Fue por lana y salió trasquilado. Lagos viejo quiso extrapolar su eventual futura disputa por el sillón principal con Piñera a la de Tohá con Alessandri y ahora ve cojear su candidatura. Una lectura que de hecho vino desde dentro de la propia Nueva Mayoría y que fue verbalizada por la presidenta de la Democracia Cristiana (DC), Carolina Goic. «La candidatura de Lagos no solo se hace cuesta arriba, sino que efectivamente está en condiciones muy difíciles», señaló la parlamentaria luego de conocerse la derrota de la coalición en las Municipales.

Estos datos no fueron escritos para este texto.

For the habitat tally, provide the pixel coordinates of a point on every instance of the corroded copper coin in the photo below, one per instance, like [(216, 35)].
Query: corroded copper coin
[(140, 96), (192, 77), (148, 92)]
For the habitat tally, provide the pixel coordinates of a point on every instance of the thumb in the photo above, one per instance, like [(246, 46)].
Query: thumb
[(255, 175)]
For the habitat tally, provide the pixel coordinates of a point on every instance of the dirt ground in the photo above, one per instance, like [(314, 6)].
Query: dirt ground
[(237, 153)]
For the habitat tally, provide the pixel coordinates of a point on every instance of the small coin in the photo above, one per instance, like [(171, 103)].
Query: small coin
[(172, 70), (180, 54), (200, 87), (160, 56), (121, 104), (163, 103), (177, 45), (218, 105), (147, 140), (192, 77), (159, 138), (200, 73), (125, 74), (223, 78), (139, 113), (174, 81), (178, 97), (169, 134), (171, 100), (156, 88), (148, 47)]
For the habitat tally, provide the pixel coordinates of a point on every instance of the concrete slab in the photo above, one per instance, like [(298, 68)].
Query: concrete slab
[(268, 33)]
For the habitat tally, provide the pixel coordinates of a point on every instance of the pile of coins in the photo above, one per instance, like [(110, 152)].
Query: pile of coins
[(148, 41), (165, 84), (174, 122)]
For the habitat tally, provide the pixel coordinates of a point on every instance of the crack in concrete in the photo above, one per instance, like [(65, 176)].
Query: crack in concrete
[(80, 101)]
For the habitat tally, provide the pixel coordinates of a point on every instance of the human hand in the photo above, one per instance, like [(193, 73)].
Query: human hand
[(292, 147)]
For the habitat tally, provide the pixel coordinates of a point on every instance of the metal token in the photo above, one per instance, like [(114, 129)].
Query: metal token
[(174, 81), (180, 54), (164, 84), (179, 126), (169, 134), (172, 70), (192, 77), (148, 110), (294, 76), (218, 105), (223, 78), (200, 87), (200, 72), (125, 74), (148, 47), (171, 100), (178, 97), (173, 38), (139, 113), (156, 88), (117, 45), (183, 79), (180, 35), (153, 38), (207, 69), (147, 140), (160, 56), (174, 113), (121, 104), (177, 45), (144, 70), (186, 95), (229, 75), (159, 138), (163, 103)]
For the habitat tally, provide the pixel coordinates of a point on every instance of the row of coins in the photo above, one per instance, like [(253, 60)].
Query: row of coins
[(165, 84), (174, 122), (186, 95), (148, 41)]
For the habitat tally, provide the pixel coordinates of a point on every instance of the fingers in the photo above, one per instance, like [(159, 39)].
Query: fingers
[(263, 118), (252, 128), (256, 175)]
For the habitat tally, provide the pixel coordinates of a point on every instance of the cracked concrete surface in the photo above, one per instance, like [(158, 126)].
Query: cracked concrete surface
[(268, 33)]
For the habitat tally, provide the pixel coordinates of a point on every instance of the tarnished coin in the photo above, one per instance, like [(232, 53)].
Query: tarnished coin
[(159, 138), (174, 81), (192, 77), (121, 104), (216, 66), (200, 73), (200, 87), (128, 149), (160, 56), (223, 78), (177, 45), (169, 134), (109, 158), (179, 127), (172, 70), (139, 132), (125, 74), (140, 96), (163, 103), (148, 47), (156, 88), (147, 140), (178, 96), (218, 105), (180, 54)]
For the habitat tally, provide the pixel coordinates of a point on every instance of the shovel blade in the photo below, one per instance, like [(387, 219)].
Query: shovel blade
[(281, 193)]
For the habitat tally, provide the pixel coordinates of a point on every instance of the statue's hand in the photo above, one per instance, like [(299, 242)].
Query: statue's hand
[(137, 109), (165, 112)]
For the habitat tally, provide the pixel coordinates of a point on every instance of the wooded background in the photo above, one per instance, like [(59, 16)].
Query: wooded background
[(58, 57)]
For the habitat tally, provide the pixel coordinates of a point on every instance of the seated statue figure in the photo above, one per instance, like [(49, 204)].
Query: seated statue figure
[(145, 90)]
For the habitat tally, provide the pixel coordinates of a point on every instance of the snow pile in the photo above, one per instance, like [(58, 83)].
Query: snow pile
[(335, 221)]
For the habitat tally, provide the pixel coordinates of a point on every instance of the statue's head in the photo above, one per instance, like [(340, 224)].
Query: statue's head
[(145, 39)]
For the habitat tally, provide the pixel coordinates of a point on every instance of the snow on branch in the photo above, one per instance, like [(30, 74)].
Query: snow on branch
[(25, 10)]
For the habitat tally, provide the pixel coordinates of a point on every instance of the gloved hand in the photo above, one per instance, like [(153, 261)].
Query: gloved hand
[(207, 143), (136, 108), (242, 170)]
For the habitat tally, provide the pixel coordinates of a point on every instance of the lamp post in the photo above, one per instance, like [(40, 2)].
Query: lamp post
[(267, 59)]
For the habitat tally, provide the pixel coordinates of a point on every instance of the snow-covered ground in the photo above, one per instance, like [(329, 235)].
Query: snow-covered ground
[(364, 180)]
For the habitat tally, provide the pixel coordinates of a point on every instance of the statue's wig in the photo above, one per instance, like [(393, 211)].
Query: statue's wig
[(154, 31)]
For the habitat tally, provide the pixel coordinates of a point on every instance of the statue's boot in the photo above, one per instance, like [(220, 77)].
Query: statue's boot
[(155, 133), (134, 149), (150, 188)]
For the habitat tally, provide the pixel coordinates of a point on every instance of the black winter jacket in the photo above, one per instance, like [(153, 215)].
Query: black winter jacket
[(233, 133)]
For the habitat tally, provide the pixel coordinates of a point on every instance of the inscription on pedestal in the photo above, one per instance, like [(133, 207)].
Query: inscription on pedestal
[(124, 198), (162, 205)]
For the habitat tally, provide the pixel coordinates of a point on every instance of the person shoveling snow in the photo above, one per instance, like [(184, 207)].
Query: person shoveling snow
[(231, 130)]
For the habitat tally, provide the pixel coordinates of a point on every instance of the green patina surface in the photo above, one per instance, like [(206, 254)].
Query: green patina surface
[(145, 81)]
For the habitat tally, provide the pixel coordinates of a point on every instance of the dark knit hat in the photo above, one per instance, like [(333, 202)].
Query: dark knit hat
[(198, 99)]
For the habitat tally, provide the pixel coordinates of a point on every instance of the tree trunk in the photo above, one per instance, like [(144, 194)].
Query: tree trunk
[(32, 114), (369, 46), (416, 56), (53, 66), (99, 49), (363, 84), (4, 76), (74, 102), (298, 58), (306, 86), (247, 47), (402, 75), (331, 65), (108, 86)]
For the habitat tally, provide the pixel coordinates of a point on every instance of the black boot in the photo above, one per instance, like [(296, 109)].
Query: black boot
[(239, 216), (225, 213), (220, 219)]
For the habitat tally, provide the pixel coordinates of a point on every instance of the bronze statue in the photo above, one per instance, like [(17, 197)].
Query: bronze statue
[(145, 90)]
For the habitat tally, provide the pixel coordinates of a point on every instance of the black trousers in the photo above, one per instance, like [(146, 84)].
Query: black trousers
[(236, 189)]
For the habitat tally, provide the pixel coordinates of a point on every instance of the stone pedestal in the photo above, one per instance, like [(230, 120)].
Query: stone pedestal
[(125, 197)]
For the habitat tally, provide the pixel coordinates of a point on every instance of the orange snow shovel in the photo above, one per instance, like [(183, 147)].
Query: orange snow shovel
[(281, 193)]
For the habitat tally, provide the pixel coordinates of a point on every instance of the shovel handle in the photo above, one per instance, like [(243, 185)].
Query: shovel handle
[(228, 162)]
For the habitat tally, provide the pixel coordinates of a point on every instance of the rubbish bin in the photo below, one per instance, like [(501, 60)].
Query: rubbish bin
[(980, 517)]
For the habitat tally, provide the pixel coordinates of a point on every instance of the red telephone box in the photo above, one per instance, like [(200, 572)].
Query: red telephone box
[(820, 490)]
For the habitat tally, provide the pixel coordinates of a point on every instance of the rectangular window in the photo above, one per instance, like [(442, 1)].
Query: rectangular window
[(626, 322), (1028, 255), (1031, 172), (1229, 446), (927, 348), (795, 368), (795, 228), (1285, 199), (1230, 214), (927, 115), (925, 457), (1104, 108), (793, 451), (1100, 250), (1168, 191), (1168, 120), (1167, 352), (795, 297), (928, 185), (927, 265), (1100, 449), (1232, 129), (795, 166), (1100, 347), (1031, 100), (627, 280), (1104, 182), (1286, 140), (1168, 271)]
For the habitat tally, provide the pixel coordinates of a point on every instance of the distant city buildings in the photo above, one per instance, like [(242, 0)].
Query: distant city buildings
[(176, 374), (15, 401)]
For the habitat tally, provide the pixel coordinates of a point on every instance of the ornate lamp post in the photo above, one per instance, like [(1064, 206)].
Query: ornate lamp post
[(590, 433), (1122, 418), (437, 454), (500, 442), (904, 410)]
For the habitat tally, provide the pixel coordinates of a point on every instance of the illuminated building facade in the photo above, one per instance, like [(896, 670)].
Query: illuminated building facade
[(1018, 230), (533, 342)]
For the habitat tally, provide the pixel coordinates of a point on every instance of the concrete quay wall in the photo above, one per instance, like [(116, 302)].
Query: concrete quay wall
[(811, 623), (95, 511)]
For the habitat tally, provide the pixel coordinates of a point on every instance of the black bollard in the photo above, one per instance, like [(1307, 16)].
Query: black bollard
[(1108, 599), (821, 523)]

Y agregó: «Nosotros desde la DC dijimos desde el primer día que no era bueno presidencializar el debate. Creo que no nos equivocamos».

Foto: El Mostrador
Foto: El Mostrador

¿No era claro como el agua que urgía para Valparaíso un mejor alcalde que Dj Méndez? ¿En qué momento se transformó en una buena idea el dedo de Lagos metido en medio de una campaña ajena?

Es la sequía de los Lagos, de los Andrade, de los Montes, de los Tohá, de los Campos. La sequedad del padre, el hijo y la pandilla completa. Sequía de ideas, de propuestas, de oreja, ojos y tacto para leer esa realidad a la que se decide echarle tierra cuando lo que más está pidiendo es ser refrescada.